How do you recreate a film that never existed?
That was the impending question looming over Cornerhouse Artist director Jamie Shovlin and pals as they attempted to build upon the imaginary teen-slasher film of fictitious exploitation director Jesus Rinzoli.
A puzzling concept to say the least, this self-described “metamentory” documents the highs and lows of low-budget filmmaking that is part community project and part ode to the exploitation films of the mid-1970s to mid-80s. Simulating pre-existing footage of earlier slasher movies (Evil Dead, Torso, etc), Shovlin and his team are able to create an abstract version of the mythical film Hiker Meat across three segments: the beginning, the end and a trailer. Filmed in the English Lake District over a harrowing seven-day shoot, Rough Cut is a master class in amateur filmmaking from the homemade (though brilliant) prosthetics and lighting effects to the in-house scoring and over dubbing.

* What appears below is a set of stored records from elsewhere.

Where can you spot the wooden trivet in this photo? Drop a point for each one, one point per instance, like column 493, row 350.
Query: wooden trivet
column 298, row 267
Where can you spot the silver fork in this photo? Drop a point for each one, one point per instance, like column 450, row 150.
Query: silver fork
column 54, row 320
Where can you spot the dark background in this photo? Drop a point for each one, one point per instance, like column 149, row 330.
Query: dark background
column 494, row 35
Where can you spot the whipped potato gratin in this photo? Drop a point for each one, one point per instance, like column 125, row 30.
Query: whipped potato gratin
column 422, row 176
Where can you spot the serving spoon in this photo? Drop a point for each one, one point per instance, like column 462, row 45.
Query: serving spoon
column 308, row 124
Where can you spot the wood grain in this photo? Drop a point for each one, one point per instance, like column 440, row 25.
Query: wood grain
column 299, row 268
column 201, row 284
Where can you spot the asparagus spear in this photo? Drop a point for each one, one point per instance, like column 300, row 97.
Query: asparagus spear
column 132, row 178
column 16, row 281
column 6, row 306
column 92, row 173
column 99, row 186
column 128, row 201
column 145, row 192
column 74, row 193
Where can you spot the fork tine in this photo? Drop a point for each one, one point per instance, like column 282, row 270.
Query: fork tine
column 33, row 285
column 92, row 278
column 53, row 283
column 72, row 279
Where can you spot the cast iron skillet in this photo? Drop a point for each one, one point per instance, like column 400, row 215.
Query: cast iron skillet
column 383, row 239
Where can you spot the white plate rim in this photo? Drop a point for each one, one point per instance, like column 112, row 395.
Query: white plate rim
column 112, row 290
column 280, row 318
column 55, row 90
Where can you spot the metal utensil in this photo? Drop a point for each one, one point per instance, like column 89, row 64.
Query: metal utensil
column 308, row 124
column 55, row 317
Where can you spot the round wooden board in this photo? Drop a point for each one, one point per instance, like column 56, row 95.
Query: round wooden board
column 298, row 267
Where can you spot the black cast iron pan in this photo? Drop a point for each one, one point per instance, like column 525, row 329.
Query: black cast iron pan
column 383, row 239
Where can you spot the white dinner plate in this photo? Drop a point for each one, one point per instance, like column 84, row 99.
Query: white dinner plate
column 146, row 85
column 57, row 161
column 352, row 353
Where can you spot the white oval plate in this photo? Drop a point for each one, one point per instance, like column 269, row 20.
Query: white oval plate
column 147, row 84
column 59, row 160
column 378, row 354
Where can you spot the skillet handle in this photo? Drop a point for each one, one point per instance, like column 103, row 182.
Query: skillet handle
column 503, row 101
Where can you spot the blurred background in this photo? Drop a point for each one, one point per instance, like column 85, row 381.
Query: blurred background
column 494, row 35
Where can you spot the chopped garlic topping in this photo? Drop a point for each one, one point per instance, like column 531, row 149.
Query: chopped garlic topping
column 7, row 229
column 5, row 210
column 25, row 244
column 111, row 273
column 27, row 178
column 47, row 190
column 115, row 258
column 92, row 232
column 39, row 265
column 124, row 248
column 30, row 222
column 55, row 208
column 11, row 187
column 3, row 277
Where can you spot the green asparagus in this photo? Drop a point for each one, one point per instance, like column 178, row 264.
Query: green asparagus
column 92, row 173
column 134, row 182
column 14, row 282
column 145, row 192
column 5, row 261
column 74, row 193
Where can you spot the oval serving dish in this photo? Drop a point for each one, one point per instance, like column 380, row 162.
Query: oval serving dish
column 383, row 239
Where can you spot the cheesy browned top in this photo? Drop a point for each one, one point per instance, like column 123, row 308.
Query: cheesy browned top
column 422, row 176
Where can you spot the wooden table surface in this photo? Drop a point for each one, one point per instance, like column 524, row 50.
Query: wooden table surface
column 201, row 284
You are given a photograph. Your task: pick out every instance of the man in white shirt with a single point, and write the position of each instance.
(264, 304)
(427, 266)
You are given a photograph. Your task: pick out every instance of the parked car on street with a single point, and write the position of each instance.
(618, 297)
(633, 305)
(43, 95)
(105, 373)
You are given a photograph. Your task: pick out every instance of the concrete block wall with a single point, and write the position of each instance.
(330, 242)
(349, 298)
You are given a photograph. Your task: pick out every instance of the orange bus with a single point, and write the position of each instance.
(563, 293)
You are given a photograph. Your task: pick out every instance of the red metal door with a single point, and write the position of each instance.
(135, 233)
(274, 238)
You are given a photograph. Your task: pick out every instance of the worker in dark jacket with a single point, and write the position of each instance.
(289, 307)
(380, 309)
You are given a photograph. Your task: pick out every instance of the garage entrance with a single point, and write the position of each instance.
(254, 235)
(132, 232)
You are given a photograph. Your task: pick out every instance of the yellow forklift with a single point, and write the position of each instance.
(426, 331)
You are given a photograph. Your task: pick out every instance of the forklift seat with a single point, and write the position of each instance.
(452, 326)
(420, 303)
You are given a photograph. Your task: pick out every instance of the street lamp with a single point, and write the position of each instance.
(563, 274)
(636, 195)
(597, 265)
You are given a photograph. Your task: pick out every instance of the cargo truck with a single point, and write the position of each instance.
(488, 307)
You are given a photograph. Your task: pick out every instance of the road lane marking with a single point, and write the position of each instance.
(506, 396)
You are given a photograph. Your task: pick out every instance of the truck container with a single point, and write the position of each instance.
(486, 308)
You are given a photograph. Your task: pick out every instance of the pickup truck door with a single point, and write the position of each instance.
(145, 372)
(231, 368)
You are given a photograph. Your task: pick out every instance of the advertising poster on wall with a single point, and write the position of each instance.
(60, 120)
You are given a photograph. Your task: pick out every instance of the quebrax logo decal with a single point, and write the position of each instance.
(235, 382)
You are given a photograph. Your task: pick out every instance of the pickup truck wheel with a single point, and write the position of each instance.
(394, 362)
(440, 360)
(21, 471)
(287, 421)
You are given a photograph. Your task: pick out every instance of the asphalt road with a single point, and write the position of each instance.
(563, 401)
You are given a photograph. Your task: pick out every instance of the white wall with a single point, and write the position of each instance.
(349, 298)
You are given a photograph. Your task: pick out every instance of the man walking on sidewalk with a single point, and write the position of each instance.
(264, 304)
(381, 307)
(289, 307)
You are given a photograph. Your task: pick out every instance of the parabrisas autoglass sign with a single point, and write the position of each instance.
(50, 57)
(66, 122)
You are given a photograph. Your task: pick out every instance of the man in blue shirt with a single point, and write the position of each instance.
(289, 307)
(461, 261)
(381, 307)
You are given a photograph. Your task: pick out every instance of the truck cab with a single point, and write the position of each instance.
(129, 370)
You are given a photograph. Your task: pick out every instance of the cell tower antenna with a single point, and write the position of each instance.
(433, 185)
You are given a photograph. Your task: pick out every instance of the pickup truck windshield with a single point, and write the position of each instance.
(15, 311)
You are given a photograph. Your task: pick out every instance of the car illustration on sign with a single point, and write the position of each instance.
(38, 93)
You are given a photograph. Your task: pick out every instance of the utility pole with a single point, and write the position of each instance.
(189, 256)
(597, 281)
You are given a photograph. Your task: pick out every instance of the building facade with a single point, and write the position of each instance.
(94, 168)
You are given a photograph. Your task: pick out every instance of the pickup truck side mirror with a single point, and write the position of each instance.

Despite nature daring to hamper production, the team are able to capture some genuinely wonderful imagery, and the multi-screen editing creates a charming cut and paste vibe that the project reflects. The decision to overdub all the footage is arguably the most intriguing aspect of the film and one that grounds the vintage mood the team aim to execute. Here we see different actors mimicking American accents over the reconstructed footage, as well as the pleasant vision of the team at their most playful and amusing. They truly are enjoying their work, which makes for easy viewing.
For all its strong points, Rough Cut runs for a little too long to relate to the casual watcher. Aspiring filmmakers will relish this stripped down reveal of how to make a film but the lack of charisma from the makers and their monotonous delivery becomes a little off-putting and at times conceited. It may be harsh to judge as they are not performers, but as subjects for a full-length documentary they are not very captivating.
Rough Cut was released on 6th December 2013.